Every other comparison of LLM cost tracking tools is written by someone who sells one. We don't — LeanLM is an optimization layer that works on top of whichever tracking tool you already have. So this is the comparison you actually want: the trade-offs, the pricing gotchas, and the honest answer to "which one should I use."

The short version: tracking tools fall into three layers, and most teams at scale need one from Layer 1 and one from Layer 2. The layer you're missing is usually the one where your cost surprises are hiding.

LeanLM (not affiliated with Google's LearnLM educational AI) is an LLM cost optimization platform. This post covers the tools that track costs — a separate problem from the tools that reduce them.

The 3-Layer Model

Layer 1: Gateway / Proxy — enforce budget limits before tokens are spent. Tools: LiteLLM, Helicone, Portkey.
Layer 2: Observability / Tracing — trace every call, attribute cost to users and features after the fact. Tools: Langfuse, LangSmith, Braintrust, Datadog.
Layer 3: FinOps / Billing — cross-cloud cost allocation and chargeback reporting. Tools: Vantage, CloudZero, OpenMeter. Needed when LLM spend exceeds ~$50K/month and finance teams get involved.

Diagram showing the 3 layers of LLM cost tracking: Layer 1 Gateway/Proxy (LiteLLM, Helicone, Portkey) enforces budgets before tokens are spent; Layer 2 Observability/Tracing (Langfuse, LangSmith, Braintrust, Datadog) traces every call and attributes cost; Layer 3 FinOps/Billing (Vantage, CloudZero, OpenMeter) handles cross-cloud allocation above $50K/month
Most teams only need Layers 1+2. Layer 3 is a FinOps concern — add it when LLM spend exceeds $50K/month and finance teams need chargeback reporting.
3 layers
where LLM cost tracking happens — gateway, observability, and FinOps. Provider dashboards (OpenAI's Usage page, Anthropic Console) only show aggregate spend, with no per-user, per-feature, or per-prompt attribution — which is why most teams add a dedicated tool.

TL;DR Comparison Table

Tool Layer Open Source Free Tier Paid Starts At Best For
Langfuse Observability Yes (self-host) 50K obs/mo $59/mo Self-hostable tracing + attribution
Datadog Observability No No ~$31/host/mo + usage Existing Datadog users
Helicone Gateway Yes (self-host) 10K req/mo $80/mo Analytics-first gateway
LangSmith Observability No Yes (limited) $39/user/mo LangChain/LangGraph users
Braintrust Observability + Evals No Yes (limited) Usage-based Continuous evals + cost
LiteLLM Gateway Yes (self-host) Unlimited (self-host) $0 (hosted: $49/mo) Multi-model routing + budgets
Portkey Gateway Yes (self-host) 10K req/mo $49/mo Reliability controls + cost

Pricing as of June 2026. Self-hosted versions of open-source tools are free but require your own infrastructure. LangSmith Plus is $39/user/month + $0.0036/minute standby on Cloud.

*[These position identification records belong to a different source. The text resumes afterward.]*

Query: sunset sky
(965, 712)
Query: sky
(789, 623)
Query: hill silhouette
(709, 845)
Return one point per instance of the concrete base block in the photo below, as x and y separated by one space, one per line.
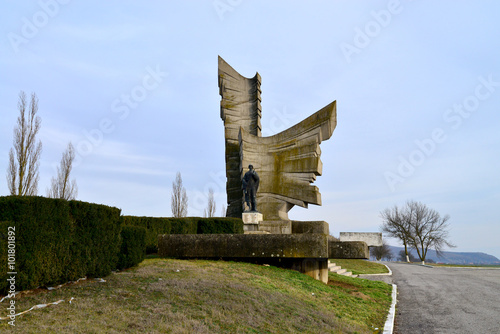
276 226
370 238
306 253
251 217
251 221
310 227
348 250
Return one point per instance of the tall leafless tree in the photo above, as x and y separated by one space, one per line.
429 230
418 227
22 173
381 252
179 202
62 187
397 224
210 210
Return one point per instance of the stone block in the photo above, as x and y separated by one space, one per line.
348 250
306 253
252 217
370 238
243 246
320 227
276 226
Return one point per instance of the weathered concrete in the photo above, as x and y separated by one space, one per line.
251 217
287 163
370 238
243 245
276 226
348 250
310 227
251 221
306 253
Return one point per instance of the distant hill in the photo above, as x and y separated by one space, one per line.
453 257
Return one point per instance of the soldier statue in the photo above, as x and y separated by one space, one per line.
250 185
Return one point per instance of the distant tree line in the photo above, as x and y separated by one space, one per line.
24 157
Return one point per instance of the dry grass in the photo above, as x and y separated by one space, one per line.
179 296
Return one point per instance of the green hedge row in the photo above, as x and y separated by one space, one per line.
56 241
133 246
187 225
51 241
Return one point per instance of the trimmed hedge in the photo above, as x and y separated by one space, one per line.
56 240
52 241
133 246
97 239
187 225
43 236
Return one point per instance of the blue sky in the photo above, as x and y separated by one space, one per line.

Layer 1: Gateway / Proxy Tools

Gateway tools sit between your application code and the LLM API. Every request passes through them. This gives them the power to do things no observability tool can: enforce budget limits before a request fires, route to fallback models when a provider is down, and cache repeated prompts to avoid billing entirely. The cost data they produce is exact — they see the raw token counts before any provider-side summarization.

Free

LiteLLM

LiteLLM is the most widely deployed open-source LLM gateway. It normalizes 100+ models — OpenAI, Anthropic, Gemini, Mistral, Bedrock, Azure, and more — to a single OpenAI-compatible API, meaning you change one line of code and gain routing flexibility across the entire LLM landscape.

For cost tracking specifically, LiteLLM offers: per-model cost calculation using a built-in pricing table (updated regularly), per-user and per-team budget enforcement with hard limits and soft alerts, detailed spend analytics at the model and user level, and SQLite/PostgreSQL storage for historical cost data.

Cost tracking highlights: Set max_budget per user key. Track spend via the /spend/users and /spend/models endpoints. Integrates with Prometheus for infra-level cost dashboards. Logs to Langfuse, Helicone, or Datadog if you want trace-level detail alongside the proxy metrics.

Pricing: Open-source and free to self-host. LiteLLM Hosted (managed) starts at $49/month. The Proxy Server is MIT-licensed.

Who should use it: Multi-model teams who need routing + fallbacks + budget enforcement as a unified layer. Excellent choice as the gateway leg of a gateway + observability stack.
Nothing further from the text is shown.